Виктор упал на стол в холодном поту.
Он не мог дышать.
Он шумно вдохнул, ожидая паузы, мгновения, чтобы прийти в себя. Ожидая, что Анджи передумает, остановится, отступит.
Но Анджи повернула ручку снова.
Позывы на тошноту сменились потребностью заорать, и он прикусил резиновую полоску с такой силой, что испугался, как бы не сломались зубы. И все-таки вырвался стон, и он подумал, что Анджи должна была его услышать и уж теперь-то отключит аппарат, но ручка двинулась снова.
И снова.
И снова.
Виктору показалось, что он сейчас вырубится, но раньше, чем это случилось, ручка повернулась, и резкая боль вернула его в сознание и на стол, и в комнату – и он не смог сбежать.

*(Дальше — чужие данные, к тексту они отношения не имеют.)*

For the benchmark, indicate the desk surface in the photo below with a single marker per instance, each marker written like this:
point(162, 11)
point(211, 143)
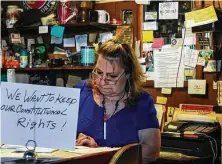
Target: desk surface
point(99, 157)
point(59, 157)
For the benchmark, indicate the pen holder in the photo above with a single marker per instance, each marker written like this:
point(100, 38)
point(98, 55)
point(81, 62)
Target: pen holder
point(30, 154)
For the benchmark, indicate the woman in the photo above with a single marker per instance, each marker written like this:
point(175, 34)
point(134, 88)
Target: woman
point(114, 109)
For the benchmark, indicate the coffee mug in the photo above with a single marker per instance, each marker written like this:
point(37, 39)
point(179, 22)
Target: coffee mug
point(103, 16)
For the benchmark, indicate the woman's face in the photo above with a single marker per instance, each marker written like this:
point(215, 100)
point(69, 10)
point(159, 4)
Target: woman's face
point(110, 78)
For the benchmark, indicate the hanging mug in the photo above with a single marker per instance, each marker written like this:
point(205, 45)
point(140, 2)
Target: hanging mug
point(103, 16)
point(12, 15)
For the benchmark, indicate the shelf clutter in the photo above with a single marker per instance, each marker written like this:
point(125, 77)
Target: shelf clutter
point(55, 44)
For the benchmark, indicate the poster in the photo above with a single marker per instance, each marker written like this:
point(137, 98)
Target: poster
point(168, 10)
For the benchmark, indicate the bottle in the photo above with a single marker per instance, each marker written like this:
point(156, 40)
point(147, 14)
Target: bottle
point(30, 59)
point(23, 58)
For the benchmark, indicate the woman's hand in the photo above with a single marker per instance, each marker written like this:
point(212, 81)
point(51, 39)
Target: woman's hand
point(84, 140)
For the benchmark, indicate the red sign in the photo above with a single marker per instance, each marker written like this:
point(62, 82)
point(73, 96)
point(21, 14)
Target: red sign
point(45, 6)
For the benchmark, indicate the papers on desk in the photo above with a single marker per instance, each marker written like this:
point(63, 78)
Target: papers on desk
point(37, 149)
point(190, 57)
point(87, 150)
point(169, 68)
point(20, 148)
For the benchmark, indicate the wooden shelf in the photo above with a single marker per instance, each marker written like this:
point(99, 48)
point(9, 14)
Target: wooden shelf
point(150, 83)
point(74, 28)
point(52, 68)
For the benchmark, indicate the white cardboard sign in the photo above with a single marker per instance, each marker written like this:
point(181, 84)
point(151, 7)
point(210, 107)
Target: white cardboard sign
point(168, 10)
point(45, 114)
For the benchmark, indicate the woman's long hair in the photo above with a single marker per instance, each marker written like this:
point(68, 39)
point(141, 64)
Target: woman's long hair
point(114, 50)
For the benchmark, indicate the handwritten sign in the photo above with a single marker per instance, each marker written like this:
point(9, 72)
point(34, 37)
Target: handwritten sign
point(150, 15)
point(45, 114)
point(197, 87)
point(168, 10)
point(200, 17)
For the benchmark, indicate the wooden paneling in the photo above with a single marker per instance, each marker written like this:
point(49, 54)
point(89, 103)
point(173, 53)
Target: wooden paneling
point(180, 95)
point(115, 10)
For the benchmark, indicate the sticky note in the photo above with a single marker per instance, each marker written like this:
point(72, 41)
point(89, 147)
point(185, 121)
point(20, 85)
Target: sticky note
point(197, 87)
point(201, 61)
point(56, 40)
point(57, 31)
point(189, 72)
point(147, 36)
point(69, 42)
point(158, 43)
point(214, 85)
point(161, 100)
point(166, 91)
point(43, 29)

Боль удерживала его на месте.
Боль связывала его, простреливая каждый нерв в каждой части тела.
Он попытался выплюнуть резину, но не смог открыть рот. Челюсти свело.
Ручка повернулась.
Каждый раз Виктору казалось, что шкала закончилась, что боль не может стать еще сильнее, но она становилась, становилась и становилась. Виктор слышал, как орет, несмотря на по-прежнему зажатую в зубах резину, и ощущал, как рвется каждый нерв в его теле – и хотел, чтобы это прекратилось. Он хотел, чтобы это ПРЕКРАТИЛОСЬ.
Он умолял Анджи, но словам мешала полоска резины и очередной поворот переключателя – и звуки, похожие на растрескивающийся лед, рвущуюся бумагу и радиопомехи.
Темнота вокруг него мигала, и он желал ее, потому что она принесла бы прекращение боли, но он не хотел умирать и боялся, что темнота – это смерть, и потому резко отшатывался от нее.
Он чувствовал, что плачет.
Переключатель повернулся.
Пальцы, сжимавшие перекладины, болели – судорогой их свело так, что не оторвать.
Переключатель повернулся.
Он впервые в жизни пожалел, что не верит в Бога.
Переключатель повернулся.
Ему показалось, что сердце пропустило удар – забуксовало, а потом сжалось два раза подряд.
Переключатель повернулся.
Он услышал предупреждающий писк аппарата – и сигнал тревоги.
Переключатель повернулся.
И все прекратилось.
Сидни заметила, как морщины на лице у Виктора стали глубже. Наверное, он видел сон.